Logician: A Table-based Rules Engine Suite In C++/.NET/JavaScript using XML

Introduction

Application logic, particularly business rules, can be messy and time consuming to maintain in code. If all your application logic is hard-coded, it can eventually lead to massive if-then-else or select-case code segments that could grow into huge nightmares. Developers have more important problems to solve and things to do than to maintain a mountain of string compares, boolean tests, or stored procedures. There have been numerous attempts at rules engines (aka "inference engines"), but many of them require the writing of even more cryptic looking code that is hard if not impossible for non-developers to maintain. De-coupling business logic from an application certainly makes for more robust and maintainable code, and provides you the ability to let non-developer subject matter experts maintain the data and rules model, provided it is logical and easy to understand. Of course, you can always link parts your application data to a database, but that still requires a lot of developer work to define the data model and queries needed for every unique "rule-driven" event in your application, not to mention the possibility of DB performance bottlenecks in a networked or limited resource environment. A table-based rules engine can be a very powerful and flexible solution for your application logic and automation needs. In a web environment, the Logician JavaScript libraries can also offload a lot of server CPU onto the user's browser and eliminate laggy server callbacks.

Decision Tables

A Decision Table, or "Truth Table" as a mathematician or electrical/computer engineer might call it, is simply a spreadsheet defining the possible solutions to a problem given a set of input conditions. For example, suppose we are mixing paint, and I show you the following spreadsheet:

PaintColor1  PaintColor2  ResultColor
Red          Blue         Purple
Red          Yellow       Orange
Blue         Yellow       Green

Without writing a single line of code, or even offering any more background information about the problem, the meaning of the data is clear. Programmatically, we can think of this as a series of if-then-else statements reading left to right, top to bottom:

	

if (PaintColor1 == "Red" && PaintColor2 == "Blue")
{
  ResultColor == "Purple"
}
else if (PaintColor1 == "Red" && PaintColor2 == "Yellow")
{
  ResultColor = "Orange"

}
//....etc

Or in SQL:


SELECT ResultColor WHERE PaintColor1 = @PaintColor1 AND PaintColor2 = @PaintColor2

Any one of these 3 solutions gets the job done, but the first is certainly easier to comprehend for non-developers and is the way a lot of practical engineering and/or business data is maintained in the real world. Using a DB to drive the rule certainly de-couples the logic from your source code to some extent, but in a web environment you will have to use server callbacks or web services to retrieve the data, slowing the application down. What if the logic needs to change, and we start mixing 3 colors of paint? For the DB, you might have to go back and change the DB table schema and your select statement/stored procedures. If you had a few hundred combinations of colors and then added a 3rd input parameter to the hard coding method, you are in for a whole lot of monotonous error-prone coding. If you had gone with the decision table, you likely would have very little work to do, other than to copy the new rules XML file (that a non-developer/subject matter expert likely edited for you) with the added 3rd input to your website or application. In this tutorial, I'll show you how to use the open source Logician Suite to accomplish this task. With the Logician package you get 3 basic components, a decision table evaluator library, a decision table editor, and a dynamical data/class modeler and rules engine library.

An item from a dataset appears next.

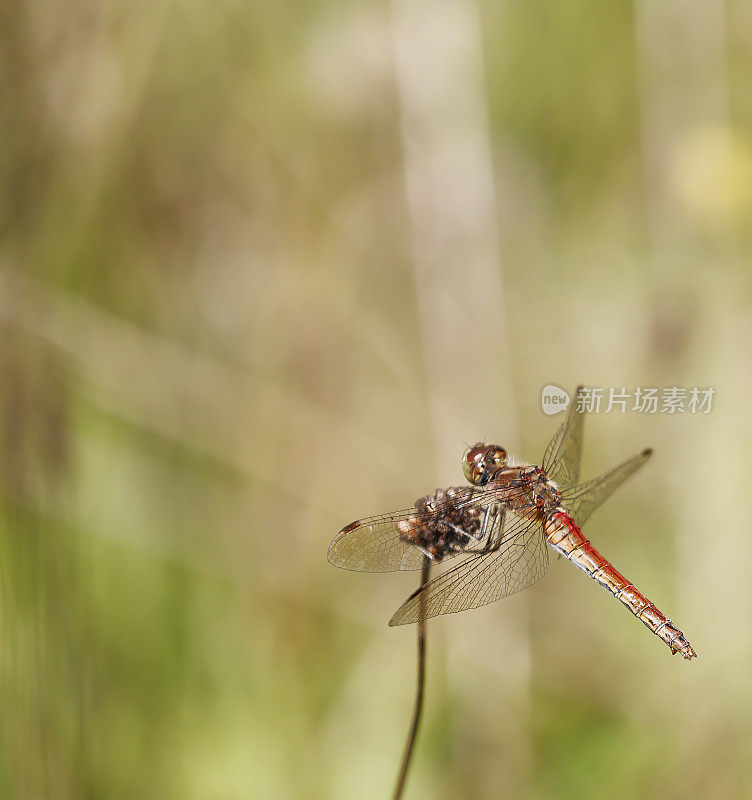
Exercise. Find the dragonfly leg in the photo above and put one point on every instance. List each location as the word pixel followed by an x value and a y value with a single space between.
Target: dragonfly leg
pixel 492 522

Decision Table Engine Background

As stated before, the table rules read sequentially, for a given series of inputs, the output(s) are determined. In the example above they work top to bottom, left to right. The decision table evaluator (EDSEngine library) creates a truth table given the information supplied to it by your code and the stored XML rule data. By itself it is stateless, but it is easy to determine and supply the necessary variables. The basic steps that occur are:

1. Code determines it needs to evaluate a table, asks EDSEngine what input values from the current application "state" it needs.
2. EDSEngine loads the table and returns the list of inputs in the table.
3. Code provides the corresponding list of current values for those inputs.
4. EDSEngine evaluates the decision table and returns results.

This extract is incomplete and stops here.